Sources have told Cartt.ca of late that Telus has already surpassed the 500,000-customer mark on the TV side with Optik, and Bell is about to take on Cogeco as it plans to launch Fibe in Oakville in March, moving beyond the immediate Greater Toronto Area. According to Casey, “Telus’s video service, branded as Optik, has already attracted more than 450k video subscribers, representing more than 21% of its available footprint (2.1 million homes). Given its success to date, it would not surprise us if Telus extended its Optik footprint by another say, 20%. Bell’s service is known as Fibe and is roughly a year or two behind Telus. Bell expects to have the service available in 2 million homes by end of 2011 and 5 million by the end of 2015. Bell does not release segmented Fibe customer data.”

When it comes to web video viewing, while none of the established players are in serious trouble right now, writes Casey, whose report was written just before Christmas, “specialty channel operators seem more at risk from the foregoing shift to web video. Over time, the financial metrics of weaker (read less-viewed) channels are likely to deteriorate as carriage more closely tracks viewership.”

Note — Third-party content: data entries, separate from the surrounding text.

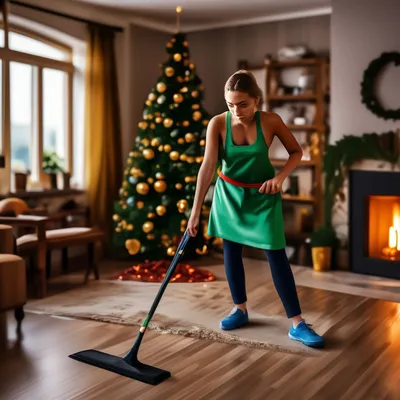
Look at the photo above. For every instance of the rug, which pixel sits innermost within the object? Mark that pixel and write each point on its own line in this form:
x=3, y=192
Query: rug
x=192, y=310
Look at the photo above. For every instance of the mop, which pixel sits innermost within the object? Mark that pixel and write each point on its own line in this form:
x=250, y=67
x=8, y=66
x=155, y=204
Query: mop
x=129, y=365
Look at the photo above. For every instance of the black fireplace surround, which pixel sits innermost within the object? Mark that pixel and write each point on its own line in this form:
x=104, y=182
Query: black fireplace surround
x=363, y=184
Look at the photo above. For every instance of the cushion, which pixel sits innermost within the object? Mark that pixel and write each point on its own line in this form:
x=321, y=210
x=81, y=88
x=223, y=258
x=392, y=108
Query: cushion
x=13, y=206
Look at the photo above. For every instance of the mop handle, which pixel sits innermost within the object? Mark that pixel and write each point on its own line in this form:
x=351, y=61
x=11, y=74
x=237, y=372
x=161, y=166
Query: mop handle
x=168, y=275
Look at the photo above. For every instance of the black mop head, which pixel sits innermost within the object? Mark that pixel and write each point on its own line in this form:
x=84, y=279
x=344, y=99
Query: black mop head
x=141, y=372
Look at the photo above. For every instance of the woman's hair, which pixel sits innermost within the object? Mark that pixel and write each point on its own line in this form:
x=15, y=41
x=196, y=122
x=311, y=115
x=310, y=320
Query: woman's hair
x=243, y=81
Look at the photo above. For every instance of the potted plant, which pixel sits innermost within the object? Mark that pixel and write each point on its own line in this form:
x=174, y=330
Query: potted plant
x=51, y=165
x=323, y=240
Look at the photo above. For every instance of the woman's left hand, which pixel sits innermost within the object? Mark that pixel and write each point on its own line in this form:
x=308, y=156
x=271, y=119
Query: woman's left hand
x=272, y=186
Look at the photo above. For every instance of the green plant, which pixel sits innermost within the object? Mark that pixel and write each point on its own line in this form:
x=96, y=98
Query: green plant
x=323, y=236
x=51, y=162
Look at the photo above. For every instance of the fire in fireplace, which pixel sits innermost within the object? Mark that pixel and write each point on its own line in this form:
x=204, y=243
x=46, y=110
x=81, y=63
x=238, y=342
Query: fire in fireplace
x=374, y=223
x=384, y=227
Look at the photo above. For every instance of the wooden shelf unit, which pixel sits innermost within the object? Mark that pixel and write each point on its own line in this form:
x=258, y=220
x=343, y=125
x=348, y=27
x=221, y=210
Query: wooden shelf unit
x=319, y=96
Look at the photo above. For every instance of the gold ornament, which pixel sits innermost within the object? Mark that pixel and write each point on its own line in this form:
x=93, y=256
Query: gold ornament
x=136, y=172
x=196, y=115
x=161, y=210
x=177, y=57
x=133, y=246
x=160, y=186
x=174, y=155
x=171, y=251
x=155, y=142
x=169, y=71
x=182, y=205
x=145, y=142
x=168, y=122
x=178, y=98
x=161, y=87
x=147, y=227
x=148, y=154
x=142, y=188
x=189, y=137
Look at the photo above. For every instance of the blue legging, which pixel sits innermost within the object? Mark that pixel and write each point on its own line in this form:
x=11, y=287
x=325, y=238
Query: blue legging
x=281, y=274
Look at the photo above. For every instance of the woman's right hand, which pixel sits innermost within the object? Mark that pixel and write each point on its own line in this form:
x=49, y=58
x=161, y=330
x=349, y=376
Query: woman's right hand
x=193, y=225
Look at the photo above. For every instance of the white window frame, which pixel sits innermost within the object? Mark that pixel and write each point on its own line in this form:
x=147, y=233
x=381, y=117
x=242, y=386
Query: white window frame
x=6, y=56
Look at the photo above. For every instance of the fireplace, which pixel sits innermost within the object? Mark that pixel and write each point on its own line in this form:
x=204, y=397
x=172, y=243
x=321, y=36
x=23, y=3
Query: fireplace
x=374, y=223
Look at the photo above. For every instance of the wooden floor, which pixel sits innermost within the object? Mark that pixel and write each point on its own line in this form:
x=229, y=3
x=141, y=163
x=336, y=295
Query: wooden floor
x=361, y=360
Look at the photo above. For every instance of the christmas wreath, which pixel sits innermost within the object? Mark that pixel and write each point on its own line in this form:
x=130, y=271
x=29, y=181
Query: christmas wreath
x=368, y=85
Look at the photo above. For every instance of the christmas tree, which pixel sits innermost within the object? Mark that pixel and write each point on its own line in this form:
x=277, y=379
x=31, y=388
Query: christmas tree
x=160, y=178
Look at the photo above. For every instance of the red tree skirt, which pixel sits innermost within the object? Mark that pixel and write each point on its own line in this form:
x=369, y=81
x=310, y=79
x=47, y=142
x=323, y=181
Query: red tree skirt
x=154, y=271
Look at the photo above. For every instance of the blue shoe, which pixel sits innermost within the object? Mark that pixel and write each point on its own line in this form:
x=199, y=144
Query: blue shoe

That also means, says the report, that growth will come from advertising, and not from increases in subscriber fees, meaning bigger ratings will be absolutely required. “We believe specialty services will have limited ability to drive subscriber fee increases, other than in sports. Cable channel revenue performance will become increasingly levered to ratings performance,” reads the report. “Cable channel viewership continues to benefit from a secular shift out of conventional (over-the-air or OTA) channels into cable channels. Corus estimates cable channels currently represent 55% of viewing but only 36% of revenues. The viewing/revenue ratio is up materially from five years ago when it was 45%/18%. We doubt the viewing/ revenue ratio will ever reach 1x given the superior reach of OTA.”

All of that said, “there seems to be no imminent catalyst to collapse the current practice of packaging cable channels into tiers and bundled offerings,” says the report. “In other words, we do not foresee a meaningful shift to à la carte consumption of video services in the medium term.”

Even so, the business model of the cable industry is rapidly moving away from selling TV tiers to providing broadband as the industry prepares for consumers to consume ever more online video. However, “the pace of this evolution is driven forward by consumer behaviour (essentially, more video consumption options and greater data demand) but restrained by legacy business models,” reads the report.

“In short, the incumbent video providers are all in this together. The video food chain – distributor (cable/telephone/satellite company), packager (cable channel owner) and content owner (studio) – have profited from a model based on video tiers or channel packages. There is no industry catalyst to collapse this packaging model and move to à la carte,” says the report.

Plus, it’s just not easy enough yet, nor is there enough programming available on new platforms, for most consumers to switch to over-the-top (OTT) video only. “There seems to be no meaningful financial incentive for average television viewers to switch to web video or over-the-top (OTT) services. OTT will appeal to consumers who watch little television. We expect cable companies will still monetize web viewers,” writes Casey.